As a full time student at West Dean College some years ago, Dr. Roger Bown introduced me to psychology in art and semiotics (the controversial science of signs and symbols). The study stirring in me a highly controversial, deep suspicion, that maybe ‘artist intention’ might not be all it is cut out to be.

Controversially, throughout history, artist intention, the actual thinking behind the art, has been the subject of many long academic and art-follower debates.  When discussing this with other academics the general feedback was that concepts, such as making ‘art from the heart’, are verging on fine art heresy. Many, including myself with some uncertainty, would argue that for fine art to be valid, it must be intentional with reason and cannot be centered on the auto-egotistical self or come from emotional auto-meanderings. With vast numbers of valid varying possibilities, such as perhaps narratives being (openly or not) intended to engage the audience through a painting, juxtaposed with, as a possible example, painting the same pretty image repeatedly, time and time again.

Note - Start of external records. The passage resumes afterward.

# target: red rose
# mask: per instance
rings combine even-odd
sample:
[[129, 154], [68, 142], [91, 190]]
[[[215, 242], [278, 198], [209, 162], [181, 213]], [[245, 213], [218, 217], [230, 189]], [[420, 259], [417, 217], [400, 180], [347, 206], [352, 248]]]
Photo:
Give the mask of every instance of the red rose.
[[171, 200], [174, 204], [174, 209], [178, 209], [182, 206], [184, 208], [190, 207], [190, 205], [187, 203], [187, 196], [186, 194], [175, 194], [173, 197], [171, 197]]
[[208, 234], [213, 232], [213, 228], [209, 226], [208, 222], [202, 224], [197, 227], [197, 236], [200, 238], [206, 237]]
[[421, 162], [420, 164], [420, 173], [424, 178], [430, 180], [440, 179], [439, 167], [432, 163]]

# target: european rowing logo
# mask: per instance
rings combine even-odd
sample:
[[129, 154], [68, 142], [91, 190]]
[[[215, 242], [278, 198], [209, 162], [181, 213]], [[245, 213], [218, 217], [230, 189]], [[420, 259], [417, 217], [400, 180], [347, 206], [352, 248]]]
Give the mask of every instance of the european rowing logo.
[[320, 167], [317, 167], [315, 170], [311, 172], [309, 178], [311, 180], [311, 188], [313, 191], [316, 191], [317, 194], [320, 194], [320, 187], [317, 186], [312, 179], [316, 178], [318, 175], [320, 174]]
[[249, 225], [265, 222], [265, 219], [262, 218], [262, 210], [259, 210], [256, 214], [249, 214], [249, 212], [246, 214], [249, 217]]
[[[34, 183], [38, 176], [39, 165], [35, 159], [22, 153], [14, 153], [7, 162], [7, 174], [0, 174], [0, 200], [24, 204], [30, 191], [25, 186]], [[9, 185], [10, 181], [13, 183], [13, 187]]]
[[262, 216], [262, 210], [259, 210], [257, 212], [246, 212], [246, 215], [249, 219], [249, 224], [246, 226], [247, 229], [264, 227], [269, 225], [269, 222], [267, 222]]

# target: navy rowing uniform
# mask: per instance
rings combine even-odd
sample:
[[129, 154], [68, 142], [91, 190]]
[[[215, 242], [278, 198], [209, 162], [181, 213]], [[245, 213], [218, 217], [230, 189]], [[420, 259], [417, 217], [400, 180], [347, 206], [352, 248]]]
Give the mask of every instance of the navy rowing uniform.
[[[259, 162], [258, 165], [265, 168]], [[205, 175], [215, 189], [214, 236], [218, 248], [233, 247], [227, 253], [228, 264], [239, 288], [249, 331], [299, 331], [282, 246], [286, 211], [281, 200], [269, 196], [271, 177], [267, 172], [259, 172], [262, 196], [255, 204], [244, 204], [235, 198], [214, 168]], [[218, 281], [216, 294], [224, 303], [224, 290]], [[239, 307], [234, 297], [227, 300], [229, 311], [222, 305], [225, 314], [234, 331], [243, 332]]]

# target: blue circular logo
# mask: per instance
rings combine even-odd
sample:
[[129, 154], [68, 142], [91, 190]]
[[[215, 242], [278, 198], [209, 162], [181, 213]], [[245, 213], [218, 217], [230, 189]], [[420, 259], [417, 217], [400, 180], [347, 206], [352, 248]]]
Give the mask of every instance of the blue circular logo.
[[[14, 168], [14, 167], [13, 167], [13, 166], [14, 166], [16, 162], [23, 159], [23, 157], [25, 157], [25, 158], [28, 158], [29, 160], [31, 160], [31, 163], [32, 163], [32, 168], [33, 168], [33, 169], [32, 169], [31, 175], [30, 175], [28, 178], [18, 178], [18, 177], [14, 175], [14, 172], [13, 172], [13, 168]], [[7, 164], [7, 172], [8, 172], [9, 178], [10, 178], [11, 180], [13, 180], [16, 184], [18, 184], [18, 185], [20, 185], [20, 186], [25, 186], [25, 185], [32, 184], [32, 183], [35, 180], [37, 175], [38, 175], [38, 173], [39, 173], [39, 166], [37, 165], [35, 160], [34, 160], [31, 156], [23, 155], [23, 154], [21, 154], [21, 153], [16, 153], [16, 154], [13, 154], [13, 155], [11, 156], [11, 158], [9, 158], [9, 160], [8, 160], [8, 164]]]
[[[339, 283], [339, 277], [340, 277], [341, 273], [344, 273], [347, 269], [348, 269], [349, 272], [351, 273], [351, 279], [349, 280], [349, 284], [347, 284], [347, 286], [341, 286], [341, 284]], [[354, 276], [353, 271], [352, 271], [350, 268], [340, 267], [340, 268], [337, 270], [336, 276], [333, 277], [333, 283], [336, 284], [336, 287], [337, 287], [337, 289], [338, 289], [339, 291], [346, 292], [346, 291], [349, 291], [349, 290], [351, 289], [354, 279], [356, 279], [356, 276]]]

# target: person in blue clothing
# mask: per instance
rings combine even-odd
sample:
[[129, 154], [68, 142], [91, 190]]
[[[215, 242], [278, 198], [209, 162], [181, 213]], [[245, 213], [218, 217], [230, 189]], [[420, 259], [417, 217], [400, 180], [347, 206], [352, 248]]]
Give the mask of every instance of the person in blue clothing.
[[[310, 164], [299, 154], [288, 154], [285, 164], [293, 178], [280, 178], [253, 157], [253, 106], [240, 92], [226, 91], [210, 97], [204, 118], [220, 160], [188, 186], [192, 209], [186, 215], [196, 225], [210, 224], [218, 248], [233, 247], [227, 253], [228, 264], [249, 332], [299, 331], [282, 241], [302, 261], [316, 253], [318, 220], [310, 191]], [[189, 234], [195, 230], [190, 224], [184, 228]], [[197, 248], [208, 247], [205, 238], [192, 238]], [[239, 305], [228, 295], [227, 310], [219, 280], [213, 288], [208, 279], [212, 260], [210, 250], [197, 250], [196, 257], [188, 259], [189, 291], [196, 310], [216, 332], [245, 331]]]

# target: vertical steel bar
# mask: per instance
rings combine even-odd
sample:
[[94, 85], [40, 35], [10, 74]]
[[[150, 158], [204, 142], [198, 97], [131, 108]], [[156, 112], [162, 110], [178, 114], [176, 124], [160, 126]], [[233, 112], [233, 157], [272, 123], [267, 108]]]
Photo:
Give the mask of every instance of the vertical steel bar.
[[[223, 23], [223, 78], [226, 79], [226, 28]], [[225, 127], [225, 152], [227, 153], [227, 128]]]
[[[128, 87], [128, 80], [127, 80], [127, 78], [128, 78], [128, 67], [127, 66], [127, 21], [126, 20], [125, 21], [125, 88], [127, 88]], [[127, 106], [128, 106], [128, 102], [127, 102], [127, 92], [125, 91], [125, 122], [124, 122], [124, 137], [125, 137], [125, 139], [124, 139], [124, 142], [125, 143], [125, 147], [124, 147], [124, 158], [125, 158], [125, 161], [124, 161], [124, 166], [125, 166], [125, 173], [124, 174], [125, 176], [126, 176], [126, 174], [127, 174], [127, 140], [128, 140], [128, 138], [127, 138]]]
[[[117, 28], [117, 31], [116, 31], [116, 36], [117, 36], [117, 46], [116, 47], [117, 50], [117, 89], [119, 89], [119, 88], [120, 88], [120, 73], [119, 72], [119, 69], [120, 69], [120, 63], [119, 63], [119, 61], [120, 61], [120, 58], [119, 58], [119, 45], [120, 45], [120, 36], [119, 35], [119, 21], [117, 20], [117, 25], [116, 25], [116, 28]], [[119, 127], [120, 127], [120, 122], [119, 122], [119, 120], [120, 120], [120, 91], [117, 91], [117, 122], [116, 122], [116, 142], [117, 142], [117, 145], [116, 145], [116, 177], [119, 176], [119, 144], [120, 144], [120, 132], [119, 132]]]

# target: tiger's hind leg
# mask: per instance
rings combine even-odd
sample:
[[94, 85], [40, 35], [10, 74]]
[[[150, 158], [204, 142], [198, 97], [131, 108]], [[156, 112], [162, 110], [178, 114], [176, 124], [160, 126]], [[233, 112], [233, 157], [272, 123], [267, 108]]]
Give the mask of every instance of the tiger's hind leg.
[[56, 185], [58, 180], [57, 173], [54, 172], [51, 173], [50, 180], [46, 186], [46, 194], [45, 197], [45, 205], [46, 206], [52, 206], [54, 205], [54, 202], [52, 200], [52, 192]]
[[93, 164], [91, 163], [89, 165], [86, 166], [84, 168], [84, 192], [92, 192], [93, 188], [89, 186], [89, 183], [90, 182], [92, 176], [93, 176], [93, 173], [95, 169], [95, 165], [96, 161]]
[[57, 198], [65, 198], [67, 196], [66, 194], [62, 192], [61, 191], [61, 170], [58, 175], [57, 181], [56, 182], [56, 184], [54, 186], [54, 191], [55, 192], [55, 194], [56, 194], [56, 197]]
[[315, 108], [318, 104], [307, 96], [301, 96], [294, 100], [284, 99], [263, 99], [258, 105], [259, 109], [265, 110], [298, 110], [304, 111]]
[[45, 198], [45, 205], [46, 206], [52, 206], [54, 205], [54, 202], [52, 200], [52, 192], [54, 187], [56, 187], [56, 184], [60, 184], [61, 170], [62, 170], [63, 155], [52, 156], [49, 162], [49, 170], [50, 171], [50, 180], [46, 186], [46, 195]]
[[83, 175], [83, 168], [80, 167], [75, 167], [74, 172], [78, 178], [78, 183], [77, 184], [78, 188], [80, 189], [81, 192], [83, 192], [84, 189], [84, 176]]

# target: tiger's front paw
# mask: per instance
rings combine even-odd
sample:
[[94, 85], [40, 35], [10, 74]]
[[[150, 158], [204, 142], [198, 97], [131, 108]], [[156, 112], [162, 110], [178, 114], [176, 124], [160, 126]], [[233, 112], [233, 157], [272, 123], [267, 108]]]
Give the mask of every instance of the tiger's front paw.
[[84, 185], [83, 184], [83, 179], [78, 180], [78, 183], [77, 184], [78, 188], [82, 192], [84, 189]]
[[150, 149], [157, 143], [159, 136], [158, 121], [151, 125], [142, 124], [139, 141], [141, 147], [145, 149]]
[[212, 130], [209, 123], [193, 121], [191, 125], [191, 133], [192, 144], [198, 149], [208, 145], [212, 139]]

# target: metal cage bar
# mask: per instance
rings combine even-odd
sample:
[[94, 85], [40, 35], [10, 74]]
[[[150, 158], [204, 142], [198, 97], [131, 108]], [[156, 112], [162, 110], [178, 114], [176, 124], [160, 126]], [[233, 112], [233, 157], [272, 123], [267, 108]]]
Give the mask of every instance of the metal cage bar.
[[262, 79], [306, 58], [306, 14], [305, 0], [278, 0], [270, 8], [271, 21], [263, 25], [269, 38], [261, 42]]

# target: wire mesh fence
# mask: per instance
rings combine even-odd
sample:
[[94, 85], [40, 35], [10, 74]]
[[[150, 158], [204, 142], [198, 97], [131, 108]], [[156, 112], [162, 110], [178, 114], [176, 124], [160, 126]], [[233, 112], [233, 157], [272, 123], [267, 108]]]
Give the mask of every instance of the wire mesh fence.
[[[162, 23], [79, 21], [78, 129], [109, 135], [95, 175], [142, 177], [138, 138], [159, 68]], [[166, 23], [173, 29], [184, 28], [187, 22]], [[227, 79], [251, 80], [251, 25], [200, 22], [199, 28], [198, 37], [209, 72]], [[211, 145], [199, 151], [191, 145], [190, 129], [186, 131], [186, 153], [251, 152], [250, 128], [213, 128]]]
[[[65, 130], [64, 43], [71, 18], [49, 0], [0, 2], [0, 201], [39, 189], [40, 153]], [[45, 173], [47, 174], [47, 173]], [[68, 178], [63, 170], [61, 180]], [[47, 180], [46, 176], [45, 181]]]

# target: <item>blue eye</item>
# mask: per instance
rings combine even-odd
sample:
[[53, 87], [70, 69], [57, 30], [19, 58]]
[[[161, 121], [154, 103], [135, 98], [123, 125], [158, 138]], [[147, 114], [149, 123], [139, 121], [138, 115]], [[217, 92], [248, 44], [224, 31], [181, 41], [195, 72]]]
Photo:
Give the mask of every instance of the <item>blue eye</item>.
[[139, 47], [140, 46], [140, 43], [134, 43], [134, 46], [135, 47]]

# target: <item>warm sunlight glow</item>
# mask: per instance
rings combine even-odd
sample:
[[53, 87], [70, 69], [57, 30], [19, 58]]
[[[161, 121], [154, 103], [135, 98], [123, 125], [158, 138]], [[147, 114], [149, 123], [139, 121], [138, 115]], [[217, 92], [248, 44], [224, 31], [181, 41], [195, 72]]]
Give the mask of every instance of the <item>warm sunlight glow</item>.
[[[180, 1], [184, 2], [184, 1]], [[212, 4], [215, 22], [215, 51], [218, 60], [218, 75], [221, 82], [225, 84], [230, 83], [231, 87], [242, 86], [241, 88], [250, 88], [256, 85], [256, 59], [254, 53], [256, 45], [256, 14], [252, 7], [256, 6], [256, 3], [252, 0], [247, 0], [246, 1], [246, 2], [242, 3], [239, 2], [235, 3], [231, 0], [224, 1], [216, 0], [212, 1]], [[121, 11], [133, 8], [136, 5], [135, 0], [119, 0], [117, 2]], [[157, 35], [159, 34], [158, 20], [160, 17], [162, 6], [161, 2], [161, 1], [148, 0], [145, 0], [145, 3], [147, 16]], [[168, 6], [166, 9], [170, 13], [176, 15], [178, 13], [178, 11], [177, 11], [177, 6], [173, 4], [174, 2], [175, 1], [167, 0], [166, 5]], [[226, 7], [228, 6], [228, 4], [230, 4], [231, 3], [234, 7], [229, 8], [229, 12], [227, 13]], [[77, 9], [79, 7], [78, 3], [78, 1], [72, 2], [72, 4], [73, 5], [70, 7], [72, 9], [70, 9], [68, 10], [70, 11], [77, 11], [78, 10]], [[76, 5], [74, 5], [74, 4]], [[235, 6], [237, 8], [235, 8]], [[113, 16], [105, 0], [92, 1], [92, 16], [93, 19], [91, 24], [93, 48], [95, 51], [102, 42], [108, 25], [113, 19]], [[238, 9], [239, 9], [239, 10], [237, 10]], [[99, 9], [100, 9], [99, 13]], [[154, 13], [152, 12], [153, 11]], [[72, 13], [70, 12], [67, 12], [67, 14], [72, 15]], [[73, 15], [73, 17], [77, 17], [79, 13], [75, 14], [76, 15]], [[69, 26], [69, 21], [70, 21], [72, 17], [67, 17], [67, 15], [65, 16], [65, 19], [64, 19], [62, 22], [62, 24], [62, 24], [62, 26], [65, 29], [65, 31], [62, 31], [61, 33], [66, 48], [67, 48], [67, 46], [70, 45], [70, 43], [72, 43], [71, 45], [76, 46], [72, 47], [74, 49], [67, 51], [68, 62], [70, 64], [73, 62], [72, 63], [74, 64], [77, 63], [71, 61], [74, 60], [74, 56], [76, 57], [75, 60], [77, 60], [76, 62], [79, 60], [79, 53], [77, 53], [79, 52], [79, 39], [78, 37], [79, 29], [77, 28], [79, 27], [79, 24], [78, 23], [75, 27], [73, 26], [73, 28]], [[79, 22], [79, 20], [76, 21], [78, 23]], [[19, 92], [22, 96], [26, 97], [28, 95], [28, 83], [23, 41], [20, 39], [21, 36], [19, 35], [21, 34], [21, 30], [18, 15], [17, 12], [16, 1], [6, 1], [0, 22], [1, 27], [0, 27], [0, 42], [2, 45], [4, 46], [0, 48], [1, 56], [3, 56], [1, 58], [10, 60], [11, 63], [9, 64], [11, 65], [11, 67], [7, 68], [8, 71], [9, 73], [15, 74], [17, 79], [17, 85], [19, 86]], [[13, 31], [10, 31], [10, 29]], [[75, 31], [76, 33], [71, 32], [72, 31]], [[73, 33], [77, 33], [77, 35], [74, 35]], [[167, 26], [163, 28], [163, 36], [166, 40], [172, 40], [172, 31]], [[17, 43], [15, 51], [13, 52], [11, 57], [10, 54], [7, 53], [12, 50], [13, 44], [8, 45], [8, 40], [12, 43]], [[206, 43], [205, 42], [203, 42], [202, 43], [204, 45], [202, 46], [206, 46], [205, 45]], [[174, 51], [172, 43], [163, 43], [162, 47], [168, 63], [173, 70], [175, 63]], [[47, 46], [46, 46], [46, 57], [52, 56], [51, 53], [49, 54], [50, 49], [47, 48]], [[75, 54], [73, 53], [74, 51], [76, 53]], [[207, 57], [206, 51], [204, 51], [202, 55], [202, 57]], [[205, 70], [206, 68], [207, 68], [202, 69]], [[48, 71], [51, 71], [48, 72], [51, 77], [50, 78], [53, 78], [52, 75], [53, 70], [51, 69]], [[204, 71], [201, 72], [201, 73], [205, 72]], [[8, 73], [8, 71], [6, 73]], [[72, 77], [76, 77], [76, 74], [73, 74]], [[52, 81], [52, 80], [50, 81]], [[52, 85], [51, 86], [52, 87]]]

Victor Willing’s painting Night and volunteering with the Pallant House Gallery gave me an opportunity to explore those suspicions and undertake research on artist’s intention within a specific context. Both Victor Willing and Paula Rego are reported as having been influenced by Carl Jung and his psychological interpretation of dreams and the unconscious self. In Jung’s book Memories, Dreams, Reflections, Jung reminisces upon a dispute he had with Sigmund Freud about how dreams should be interpreted. Perhaps the most significant of Jung’s dreams disputed with Freud included him descending stairs from the top floor of a house into a cellar. Jung and Freud, famously, took, forever, uncompromisingly opposing positions on the meaning of that dream. I wonder whether Victor Willing consciously or unconsciously was referring to Jung’s cellar in his painting, Night? Did Willing’s narrative come from his conscious or unconscious self? Was his artist’s intention determined or perhaps over-ruled by his unconscious self? We of course can never know for therein lies the answer to all humanity.

Room with green wall to back with open doorway to right and blue wall to left. In centre a mast with 4 ropes coming off it at each corner

Victor Willing, Sea Passage, 1978, Charcoal and pastel drawing, Wilson Loan (2006), © Estate of the Artist

My response to Victor Willing’s Night

That research project is ongoing and its philosophical principals form the underlying basis of all of my own art. Insisting that ‘all’ of my aesthetic thinking has very clear objectives with long term, vocationally thought through deliverables.  One of the most difficult issues to address has been how to establish boundaries. The exploration delves into and overlaps with aesthetics, semiotics, Carl Jung, Sigmund Freud and the philosophical search for the meaning of life from Aristotle through to today.

Conclusion

The volunteering invitation from Pallant House Gallery to undertake research on Pallant’s collection items, including preparing, Art Views and Creative Conversation, events has inspired the motivation to explore from many different perspectives, whether or not it might be possible for the unconscious self to over-rule artist’s intention. I know I will never be able to answer this question. I intend nevertheless to continue to research the theory and perhaps through my own visual artistic responses cause some new questions to perhaps have some validity.